The problem for lawyers is that the attorney ethics rules do not treat a public disclosure by a client or former client as a waiver of the ethical obligation of confidentiality in the same way that other law treats such disclosures as waiving attorney-client privilege. Thus, while RPC 1.6 offers some exceptions that allow lawyers to disclose otherwise confidential information, those exceptions are cabined.
Because online dustups on social media are not “proceedings” and because even though they can be characterized as a “controversy” responding to criticism online does not involve establishing a “claim or defense” in the way the rule contemplates, most jurisdictions and ethics authorities agree that a lawyer cannot rely upon RPC 1.6(b) to disclose details about the representation of a client or former client in order to try to refute, for example, an unfair negative review online.

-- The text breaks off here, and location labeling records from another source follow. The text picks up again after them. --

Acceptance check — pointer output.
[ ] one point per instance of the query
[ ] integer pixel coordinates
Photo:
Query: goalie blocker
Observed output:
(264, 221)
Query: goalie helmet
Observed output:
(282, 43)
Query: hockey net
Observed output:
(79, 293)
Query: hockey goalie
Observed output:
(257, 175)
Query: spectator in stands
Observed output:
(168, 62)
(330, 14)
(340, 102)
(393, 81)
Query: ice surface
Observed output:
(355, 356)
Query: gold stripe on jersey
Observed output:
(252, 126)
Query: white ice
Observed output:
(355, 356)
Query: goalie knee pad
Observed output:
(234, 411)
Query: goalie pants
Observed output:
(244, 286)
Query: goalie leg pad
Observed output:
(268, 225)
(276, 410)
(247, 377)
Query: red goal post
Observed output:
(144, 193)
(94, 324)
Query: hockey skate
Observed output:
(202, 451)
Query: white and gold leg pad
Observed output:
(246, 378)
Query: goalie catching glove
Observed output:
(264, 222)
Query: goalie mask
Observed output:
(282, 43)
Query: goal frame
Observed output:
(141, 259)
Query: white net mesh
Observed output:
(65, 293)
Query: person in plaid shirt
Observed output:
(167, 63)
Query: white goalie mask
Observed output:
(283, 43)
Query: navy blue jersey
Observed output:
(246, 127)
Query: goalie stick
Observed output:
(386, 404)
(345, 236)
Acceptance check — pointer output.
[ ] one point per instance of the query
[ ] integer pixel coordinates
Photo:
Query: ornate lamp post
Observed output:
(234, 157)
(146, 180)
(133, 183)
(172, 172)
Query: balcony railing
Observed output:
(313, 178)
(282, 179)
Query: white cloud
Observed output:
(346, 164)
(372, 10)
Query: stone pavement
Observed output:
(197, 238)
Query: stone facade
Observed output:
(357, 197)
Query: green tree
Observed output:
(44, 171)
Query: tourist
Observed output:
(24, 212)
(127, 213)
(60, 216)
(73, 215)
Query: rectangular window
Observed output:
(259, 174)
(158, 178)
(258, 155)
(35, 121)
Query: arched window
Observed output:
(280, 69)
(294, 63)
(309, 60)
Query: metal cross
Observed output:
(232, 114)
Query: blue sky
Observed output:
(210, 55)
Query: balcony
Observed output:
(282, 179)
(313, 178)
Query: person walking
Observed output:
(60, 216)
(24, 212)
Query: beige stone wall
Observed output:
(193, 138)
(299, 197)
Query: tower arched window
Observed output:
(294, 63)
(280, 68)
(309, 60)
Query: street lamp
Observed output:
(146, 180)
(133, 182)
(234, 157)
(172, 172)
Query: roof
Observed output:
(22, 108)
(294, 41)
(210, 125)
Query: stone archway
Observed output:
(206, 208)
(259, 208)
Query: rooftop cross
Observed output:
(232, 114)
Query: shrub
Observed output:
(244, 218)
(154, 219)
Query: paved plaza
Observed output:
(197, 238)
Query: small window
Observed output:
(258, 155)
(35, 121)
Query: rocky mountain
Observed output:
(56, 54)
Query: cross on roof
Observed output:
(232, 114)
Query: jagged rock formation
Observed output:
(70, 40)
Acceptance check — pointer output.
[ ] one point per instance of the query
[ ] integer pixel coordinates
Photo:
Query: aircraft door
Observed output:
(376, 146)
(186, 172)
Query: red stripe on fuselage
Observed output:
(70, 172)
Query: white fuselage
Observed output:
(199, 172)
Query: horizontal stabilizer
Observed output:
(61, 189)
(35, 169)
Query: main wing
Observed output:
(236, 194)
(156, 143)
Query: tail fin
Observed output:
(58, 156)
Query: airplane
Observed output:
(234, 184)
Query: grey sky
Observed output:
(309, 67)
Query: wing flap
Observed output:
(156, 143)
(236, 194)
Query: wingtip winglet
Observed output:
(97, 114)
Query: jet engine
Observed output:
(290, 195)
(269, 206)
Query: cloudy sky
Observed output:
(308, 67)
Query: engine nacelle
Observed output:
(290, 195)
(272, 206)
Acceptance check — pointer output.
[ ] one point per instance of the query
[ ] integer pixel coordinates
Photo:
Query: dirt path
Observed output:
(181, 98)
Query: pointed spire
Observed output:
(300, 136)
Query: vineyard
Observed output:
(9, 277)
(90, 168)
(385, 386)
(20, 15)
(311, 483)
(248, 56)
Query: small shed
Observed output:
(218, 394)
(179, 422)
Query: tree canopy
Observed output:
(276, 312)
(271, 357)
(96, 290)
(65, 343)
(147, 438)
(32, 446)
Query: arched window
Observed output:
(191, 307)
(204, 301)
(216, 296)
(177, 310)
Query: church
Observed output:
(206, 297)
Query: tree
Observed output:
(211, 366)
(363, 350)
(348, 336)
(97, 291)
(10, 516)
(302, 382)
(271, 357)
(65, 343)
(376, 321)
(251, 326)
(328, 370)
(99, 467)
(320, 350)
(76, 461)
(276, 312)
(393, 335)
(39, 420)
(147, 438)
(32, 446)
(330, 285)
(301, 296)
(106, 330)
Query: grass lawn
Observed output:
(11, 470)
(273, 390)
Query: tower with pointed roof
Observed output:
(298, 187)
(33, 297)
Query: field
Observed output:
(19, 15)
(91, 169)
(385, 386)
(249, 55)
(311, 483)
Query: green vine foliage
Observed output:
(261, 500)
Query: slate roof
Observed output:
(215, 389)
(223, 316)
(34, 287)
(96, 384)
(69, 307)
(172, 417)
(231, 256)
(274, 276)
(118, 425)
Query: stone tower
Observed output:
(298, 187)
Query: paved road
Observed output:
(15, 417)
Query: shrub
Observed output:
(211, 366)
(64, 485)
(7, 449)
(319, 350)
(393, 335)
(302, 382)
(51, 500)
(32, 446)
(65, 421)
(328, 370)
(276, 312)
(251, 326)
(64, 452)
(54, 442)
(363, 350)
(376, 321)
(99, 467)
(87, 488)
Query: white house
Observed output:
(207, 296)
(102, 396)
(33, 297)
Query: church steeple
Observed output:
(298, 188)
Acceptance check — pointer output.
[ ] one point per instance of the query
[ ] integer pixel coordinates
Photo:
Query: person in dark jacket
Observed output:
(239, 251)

Another area, not as often discussed here or most other places, where this “unfairness” of RPC 1.6 can rear its head is for lawyers who accept credit card payments from clients. This unfairness also only comes to pass if the lawyer feels like they are being hard done by a dissatisfied client but can have very harsh results if the lawyer hasn’t addressed the issue in their engagement contract with the client.

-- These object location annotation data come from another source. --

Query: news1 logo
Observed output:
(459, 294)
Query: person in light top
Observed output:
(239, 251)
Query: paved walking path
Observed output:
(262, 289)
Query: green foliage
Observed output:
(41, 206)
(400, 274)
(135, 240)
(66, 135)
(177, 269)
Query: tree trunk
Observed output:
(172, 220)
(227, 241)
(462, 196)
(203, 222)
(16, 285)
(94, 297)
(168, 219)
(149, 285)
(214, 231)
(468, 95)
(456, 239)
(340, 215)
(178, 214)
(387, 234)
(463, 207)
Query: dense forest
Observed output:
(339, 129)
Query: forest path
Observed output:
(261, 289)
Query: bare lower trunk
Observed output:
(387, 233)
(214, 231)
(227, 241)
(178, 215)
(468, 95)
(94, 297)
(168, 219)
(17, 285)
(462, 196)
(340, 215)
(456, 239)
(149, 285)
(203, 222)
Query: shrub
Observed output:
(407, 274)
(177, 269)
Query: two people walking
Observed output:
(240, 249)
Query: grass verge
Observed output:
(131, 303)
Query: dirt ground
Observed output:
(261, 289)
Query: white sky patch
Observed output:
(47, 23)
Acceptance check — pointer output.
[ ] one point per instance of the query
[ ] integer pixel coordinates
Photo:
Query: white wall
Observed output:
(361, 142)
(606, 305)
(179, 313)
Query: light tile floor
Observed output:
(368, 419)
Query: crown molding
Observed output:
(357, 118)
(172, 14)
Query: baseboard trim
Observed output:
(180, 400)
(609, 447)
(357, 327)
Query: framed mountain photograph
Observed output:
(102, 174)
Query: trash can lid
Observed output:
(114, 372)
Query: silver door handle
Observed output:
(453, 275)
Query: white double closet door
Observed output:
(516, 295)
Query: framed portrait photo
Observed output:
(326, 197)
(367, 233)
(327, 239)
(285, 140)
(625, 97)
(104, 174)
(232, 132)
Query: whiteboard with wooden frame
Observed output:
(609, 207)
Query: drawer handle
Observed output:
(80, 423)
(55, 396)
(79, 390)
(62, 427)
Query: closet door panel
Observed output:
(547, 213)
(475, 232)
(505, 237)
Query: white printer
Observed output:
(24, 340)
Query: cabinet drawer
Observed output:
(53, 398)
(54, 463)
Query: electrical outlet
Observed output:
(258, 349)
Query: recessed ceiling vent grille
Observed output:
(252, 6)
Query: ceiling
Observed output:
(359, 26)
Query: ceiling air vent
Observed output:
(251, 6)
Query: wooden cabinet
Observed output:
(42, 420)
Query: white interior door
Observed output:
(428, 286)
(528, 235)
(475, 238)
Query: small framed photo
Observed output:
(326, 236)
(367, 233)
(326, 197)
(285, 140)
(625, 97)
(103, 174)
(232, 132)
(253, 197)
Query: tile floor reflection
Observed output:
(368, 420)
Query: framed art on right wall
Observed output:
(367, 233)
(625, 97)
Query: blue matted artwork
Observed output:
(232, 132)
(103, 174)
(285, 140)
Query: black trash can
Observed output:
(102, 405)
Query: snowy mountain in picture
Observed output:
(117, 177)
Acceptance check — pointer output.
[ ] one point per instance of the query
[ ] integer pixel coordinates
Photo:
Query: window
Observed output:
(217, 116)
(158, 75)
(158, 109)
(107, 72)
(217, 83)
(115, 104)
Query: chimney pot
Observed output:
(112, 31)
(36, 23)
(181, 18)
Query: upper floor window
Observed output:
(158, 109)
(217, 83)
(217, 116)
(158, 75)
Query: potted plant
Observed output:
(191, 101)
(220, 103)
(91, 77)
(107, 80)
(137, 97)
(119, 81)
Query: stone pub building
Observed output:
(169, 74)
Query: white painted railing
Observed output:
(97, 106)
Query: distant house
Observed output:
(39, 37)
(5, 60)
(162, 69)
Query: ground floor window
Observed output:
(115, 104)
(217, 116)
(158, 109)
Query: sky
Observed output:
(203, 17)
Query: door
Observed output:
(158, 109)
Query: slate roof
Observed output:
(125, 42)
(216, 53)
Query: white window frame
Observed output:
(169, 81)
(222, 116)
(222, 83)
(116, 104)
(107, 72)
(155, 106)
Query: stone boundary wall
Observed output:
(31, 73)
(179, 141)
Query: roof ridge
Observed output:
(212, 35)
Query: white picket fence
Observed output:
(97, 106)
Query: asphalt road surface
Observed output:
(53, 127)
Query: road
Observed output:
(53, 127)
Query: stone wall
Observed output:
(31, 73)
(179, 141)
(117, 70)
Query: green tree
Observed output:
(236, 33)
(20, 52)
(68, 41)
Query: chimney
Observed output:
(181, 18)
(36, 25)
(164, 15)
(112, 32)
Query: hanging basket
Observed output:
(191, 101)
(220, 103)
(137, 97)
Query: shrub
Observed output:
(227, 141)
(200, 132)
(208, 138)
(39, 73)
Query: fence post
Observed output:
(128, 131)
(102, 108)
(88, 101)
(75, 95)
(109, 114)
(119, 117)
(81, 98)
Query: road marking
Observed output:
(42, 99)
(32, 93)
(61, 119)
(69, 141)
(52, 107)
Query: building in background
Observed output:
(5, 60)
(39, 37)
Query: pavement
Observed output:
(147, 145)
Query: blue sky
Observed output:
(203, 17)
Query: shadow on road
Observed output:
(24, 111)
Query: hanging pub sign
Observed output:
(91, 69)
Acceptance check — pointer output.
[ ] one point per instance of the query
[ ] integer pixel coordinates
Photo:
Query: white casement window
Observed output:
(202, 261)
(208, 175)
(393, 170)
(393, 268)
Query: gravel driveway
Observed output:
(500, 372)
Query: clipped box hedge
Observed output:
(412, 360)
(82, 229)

If a client or former client initiates a chargeback with the credit card company to contest the lawyer’s ability to retain the funds previously paid, RPC 1.6 will also tie the lawyer’s hands in trying to provide and produce information that the credit card company will ask for in that process and can result in the lawyer getting shafted on payment and having to then decide whether to sue the client for the fees.

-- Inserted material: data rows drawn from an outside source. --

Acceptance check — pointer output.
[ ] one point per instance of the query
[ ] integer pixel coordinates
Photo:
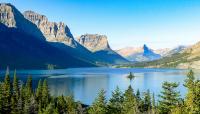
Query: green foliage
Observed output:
(193, 94)
(22, 99)
(129, 103)
(131, 76)
(6, 94)
(45, 94)
(115, 102)
(99, 105)
(169, 97)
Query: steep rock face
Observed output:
(169, 52)
(54, 32)
(12, 18)
(139, 54)
(94, 42)
(22, 44)
(99, 45)
(127, 51)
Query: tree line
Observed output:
(18, 98)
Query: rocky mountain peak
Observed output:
(54, 32)
(7, 15)
(94, 42)
(11, 17)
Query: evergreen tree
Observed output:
(169, 97)
(61, 105)
(138, 95)
(153, 104)
(7, 94)
(115, 102)
(15, 96)
(30, 106)
(71, 105)
(129, 103)
(39, 94)
(99, 105)
(193, 94)
(48, 110)
(1, 98)
(29, 89)
(45, 94)
(147, 101)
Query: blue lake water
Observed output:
(85, 83)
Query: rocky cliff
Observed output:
(139, 54)
(53, 32)
(12, 18)
(94, 42)
(99, 45)
(23, 46)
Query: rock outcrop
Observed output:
(53, 32)
(99, 45)
(139, 54)
(23, 46)
(12, 18)
(94, 42)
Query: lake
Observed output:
(85, 83)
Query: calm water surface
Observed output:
(85, 83)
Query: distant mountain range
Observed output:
(99, 46)
(142, 54)
(29, 40)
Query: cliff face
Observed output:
(139, 54)
(94, 42)
(99, 45)
(23, 46)
(12, 18)
(54, 32)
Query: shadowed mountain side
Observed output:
(23, 51)
(111, 57)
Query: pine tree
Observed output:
(7, 94)
(99, 105)
(15, 96)
(61, 105)
(45, 94)
(129, 103)
(192, 96)
(153, 104)
(147, 101)
(169, 97)
(71, 105)
(138, 95)
(1, 98)
(29, 89)
(30, 107)
(115, 102)
(48, 110)
(39, 94)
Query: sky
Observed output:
(127, 23)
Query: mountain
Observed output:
(139, 54)
(53, 32)
(60, 36)
(99, 45)
(22, 44)
(187, 58)
(168, 52)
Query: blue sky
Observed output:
(157, 23)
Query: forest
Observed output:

This will be the case because a dispute with a credit card company is also not a “proceeding” as contemplated by RPC 1.6(b) and, although certainly a controversy between the lawyer and the client, most authorities will also conclude that responding to inquiries from a credit card company does not involve establishing “a claim or defense” as the rule envisions.
So, what is a lawyer to do? Well, the ease and convenience of allowing clients to pay for attorney fees using credit cards is obviously a huge net-positive for many lawyers. So simply refusing to accept such payments is not a realistic answer. Lawyers also cannot try to get their clients to contractually agree that they will not dispute payment or never initiate a chargeback procedure. Any such provision would be likely to be viewed as draconian and unenforceable. But what lawyers can do is include a provision in any engagement contract that makes clear that in exchange for the lawyer agreeing to accept payment for services by credit card the client provides consent, in advance, that in the event of any dispute about that payment or the initiation of any chargeback efforts the lawyer may disclose to the credit card company whatever information they reasonably believe is necessary to demonstrate the validity of the services provided.